De Tó (como o meio teatral o chama) aprendemos a esperar de tudo – desde que não fosse o previsível. E, no São Pedro, ele entregou mais. De repente, era como se a ópera de Bellini não tivesse sido urdida em uma estrutura bastante rígida de números musicais, e o tempo dramático, em vez de estático, na verdade fosse dotado de fluência e organicidade. Ao cometer aparentes “infidelidades” ao não seguir literalmente cada indicação do libreto de Felice Romani, Araújo acaba sendo mais fiel ainda ao espírito geral da ópera, cujos afetos são intensificados em sua leitura, e comunicados ao público de forma mais imediata e intensa.

Não foi o diretor, por exemplo, quem inventou que Romeu seria cantado por uma mulher. Isso já estava presente na partitura original. Ao assumir Romeu como figura de mulher, Araújo simplesmente faz dela uma personagem muito mais crível e verossímil. 

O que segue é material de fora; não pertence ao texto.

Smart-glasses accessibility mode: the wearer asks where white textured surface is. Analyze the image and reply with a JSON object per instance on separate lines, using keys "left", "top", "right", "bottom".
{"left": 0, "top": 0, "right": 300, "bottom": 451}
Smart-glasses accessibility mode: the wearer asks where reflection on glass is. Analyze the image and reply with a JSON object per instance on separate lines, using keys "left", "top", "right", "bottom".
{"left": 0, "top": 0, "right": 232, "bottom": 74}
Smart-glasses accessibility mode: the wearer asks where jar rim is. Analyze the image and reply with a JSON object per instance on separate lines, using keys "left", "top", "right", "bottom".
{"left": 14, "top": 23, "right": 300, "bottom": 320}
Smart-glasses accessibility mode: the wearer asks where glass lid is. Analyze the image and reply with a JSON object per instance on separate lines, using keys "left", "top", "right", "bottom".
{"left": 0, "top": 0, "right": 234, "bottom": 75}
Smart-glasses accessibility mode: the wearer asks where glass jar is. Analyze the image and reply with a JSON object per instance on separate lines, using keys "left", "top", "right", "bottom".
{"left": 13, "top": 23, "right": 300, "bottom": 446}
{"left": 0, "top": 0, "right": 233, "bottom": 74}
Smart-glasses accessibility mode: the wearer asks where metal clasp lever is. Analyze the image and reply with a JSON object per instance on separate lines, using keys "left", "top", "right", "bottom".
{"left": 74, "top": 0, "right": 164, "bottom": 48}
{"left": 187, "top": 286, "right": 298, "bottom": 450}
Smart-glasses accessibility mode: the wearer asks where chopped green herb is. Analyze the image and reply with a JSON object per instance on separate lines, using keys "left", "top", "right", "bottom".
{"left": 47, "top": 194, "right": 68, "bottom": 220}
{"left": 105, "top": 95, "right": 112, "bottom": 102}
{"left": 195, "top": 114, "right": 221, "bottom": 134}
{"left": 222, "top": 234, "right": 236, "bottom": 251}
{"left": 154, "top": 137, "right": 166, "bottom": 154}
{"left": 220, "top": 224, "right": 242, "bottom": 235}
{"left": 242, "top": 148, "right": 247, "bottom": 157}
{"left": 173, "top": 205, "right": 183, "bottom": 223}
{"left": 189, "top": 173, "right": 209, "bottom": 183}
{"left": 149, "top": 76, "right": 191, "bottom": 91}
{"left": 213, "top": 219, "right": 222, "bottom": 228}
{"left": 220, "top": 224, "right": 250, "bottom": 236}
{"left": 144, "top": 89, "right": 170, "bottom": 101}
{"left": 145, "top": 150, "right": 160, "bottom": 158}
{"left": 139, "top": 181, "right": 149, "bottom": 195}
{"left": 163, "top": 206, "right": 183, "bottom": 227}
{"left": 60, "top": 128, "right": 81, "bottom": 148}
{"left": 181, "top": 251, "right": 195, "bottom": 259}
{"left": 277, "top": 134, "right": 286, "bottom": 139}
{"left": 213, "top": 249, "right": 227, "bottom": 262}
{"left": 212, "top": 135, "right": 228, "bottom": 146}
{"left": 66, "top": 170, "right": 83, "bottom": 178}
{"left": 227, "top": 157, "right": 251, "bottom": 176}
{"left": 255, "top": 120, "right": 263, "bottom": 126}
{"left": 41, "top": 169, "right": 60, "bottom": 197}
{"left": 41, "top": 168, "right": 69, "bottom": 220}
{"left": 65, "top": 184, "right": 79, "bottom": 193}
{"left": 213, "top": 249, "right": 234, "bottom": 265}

Mas o que mais me intrigava neste espetáculo era que, tendo visto Araújo dirigir espetáculos em locais em ruínas, ou em obras, queria saber como ele se portaria em um teatro “inteiro”, “pronto”. E a resposta foi: reconfigurando-o.

Todo o São Pedro foi transformado no cenário da ópera. Nós, o público, não fomos chamados a interagir, mas estivemos o tempo todo envolvidos pela ação, contemplando face a face solistas, coralistas e instrumentistas que poderiam surgir a qualquer momento ao nosso lado, diante de nós, por detrás. Em sua arquitetura, o São Pedro já é das mais “democráticas” casas de ópera, no sentido de não possuir camarote nem “poleiro”, lugares “nobres” ou “subordinados” – vê-se e ouve-se bem de qualquer posição. Na encenação de Araújo (que, em entrevistas, destacou o caráter coletivo de uma ópera que não leva o prenome do casal de apaixonados, mas sim o sobrenome de suas famílias rivais), ficamos ainda mais próximos de um drama destinado a nos tocar não apenas por suas qualidades intrínsecas, como também pela comunicabilidade imediata da encenação.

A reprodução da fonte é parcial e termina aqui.